Die wichtigsten Begriffe sind Leasing, Regulierung, KWG, BaFin, Risikomanagement, Unternehmenssteuerreform und Finanzdienstleistungsaufsicht.
Die Leasingunternehmen wurden durch die kurzfristigen Änderungen unvorbereitet getroffen, was eine schnelle Umsetzung der neuen Rechnungslegungs- und Organisationspflichten praktisch unmöglich machte.

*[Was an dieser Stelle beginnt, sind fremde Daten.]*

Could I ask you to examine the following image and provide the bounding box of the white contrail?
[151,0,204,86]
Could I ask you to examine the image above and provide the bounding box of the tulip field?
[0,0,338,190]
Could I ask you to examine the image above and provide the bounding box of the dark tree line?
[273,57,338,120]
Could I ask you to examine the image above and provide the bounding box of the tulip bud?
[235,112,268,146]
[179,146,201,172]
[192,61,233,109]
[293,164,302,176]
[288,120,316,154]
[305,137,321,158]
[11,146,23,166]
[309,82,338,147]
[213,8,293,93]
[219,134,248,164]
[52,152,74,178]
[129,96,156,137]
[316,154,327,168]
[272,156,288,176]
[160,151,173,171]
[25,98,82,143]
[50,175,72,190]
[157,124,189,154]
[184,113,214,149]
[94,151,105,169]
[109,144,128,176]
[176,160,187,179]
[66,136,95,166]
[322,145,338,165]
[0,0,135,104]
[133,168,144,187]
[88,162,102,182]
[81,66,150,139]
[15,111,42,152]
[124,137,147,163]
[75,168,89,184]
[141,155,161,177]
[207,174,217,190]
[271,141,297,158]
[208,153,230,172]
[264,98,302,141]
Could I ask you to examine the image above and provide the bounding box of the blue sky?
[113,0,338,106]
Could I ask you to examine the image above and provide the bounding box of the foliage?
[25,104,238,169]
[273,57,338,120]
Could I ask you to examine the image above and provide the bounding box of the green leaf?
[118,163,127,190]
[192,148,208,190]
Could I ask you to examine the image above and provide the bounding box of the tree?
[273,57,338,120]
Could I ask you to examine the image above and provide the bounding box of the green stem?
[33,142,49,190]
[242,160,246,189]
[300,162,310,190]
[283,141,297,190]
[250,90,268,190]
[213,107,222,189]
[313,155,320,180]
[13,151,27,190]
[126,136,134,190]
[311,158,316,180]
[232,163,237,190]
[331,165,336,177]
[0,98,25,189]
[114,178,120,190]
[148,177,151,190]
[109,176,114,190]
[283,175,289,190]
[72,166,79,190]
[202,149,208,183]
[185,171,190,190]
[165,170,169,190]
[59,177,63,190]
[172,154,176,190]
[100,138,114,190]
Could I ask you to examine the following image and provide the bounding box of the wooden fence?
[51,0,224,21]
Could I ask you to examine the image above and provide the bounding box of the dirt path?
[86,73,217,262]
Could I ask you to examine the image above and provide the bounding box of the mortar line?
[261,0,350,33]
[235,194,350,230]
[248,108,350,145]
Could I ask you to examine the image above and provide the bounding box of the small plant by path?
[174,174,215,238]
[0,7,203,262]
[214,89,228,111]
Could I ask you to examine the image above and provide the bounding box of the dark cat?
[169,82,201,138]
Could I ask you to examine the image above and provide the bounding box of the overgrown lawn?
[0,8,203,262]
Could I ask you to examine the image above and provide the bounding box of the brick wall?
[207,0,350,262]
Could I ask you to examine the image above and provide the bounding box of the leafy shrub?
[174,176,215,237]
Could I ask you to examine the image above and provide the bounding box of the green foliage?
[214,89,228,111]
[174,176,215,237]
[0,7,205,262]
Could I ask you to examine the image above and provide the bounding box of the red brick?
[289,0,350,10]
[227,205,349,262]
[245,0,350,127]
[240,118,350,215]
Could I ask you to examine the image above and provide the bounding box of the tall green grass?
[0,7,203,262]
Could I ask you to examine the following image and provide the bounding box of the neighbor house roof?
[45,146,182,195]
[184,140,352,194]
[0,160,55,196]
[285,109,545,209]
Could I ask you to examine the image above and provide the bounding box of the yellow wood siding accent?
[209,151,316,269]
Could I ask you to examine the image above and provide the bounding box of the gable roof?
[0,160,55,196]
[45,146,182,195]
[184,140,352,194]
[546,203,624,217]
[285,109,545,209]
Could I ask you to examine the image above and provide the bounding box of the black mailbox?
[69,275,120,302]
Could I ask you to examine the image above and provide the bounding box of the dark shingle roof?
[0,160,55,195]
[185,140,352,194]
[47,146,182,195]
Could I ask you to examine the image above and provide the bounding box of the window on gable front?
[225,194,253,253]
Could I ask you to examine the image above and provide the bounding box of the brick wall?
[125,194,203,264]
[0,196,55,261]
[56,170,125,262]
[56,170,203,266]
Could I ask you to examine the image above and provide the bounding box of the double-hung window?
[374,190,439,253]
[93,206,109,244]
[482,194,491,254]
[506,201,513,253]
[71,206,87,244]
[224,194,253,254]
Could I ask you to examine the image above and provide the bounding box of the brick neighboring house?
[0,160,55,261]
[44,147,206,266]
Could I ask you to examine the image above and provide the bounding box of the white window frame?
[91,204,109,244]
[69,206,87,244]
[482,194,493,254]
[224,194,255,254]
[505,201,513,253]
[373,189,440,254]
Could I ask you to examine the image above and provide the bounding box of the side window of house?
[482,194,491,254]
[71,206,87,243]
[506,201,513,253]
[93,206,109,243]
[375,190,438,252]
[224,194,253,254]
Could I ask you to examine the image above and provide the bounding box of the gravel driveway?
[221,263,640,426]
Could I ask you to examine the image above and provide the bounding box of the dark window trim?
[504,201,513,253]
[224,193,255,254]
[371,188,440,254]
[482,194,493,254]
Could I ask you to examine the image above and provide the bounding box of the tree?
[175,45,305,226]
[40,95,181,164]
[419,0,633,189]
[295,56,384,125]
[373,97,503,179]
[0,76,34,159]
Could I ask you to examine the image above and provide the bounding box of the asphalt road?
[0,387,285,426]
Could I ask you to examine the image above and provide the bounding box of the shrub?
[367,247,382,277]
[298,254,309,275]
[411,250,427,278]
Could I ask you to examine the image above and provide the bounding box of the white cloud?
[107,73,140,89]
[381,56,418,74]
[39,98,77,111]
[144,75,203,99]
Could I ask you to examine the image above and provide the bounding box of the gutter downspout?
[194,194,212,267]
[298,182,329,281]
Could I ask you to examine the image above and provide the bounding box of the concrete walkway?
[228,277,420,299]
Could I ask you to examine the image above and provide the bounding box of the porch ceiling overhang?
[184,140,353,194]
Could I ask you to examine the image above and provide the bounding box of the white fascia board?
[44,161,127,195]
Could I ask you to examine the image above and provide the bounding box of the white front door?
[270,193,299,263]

Die Reform führte zu steuerlichen Belastungen durch eine pauschale Hinzurechnung von Finanzierungsanteilen bei der Gewerbesteuer, was Leasing im Vergleich zu anderen Finanzierungsformen teurer machte.
Der Autor hinterfragt dies kritisch und argumentiert, dass die wesentlichen Gründe für die Bankenregulierung, wie die Gefahr eines Bank Runs, auf die Leasingbranche kaum zutreffen.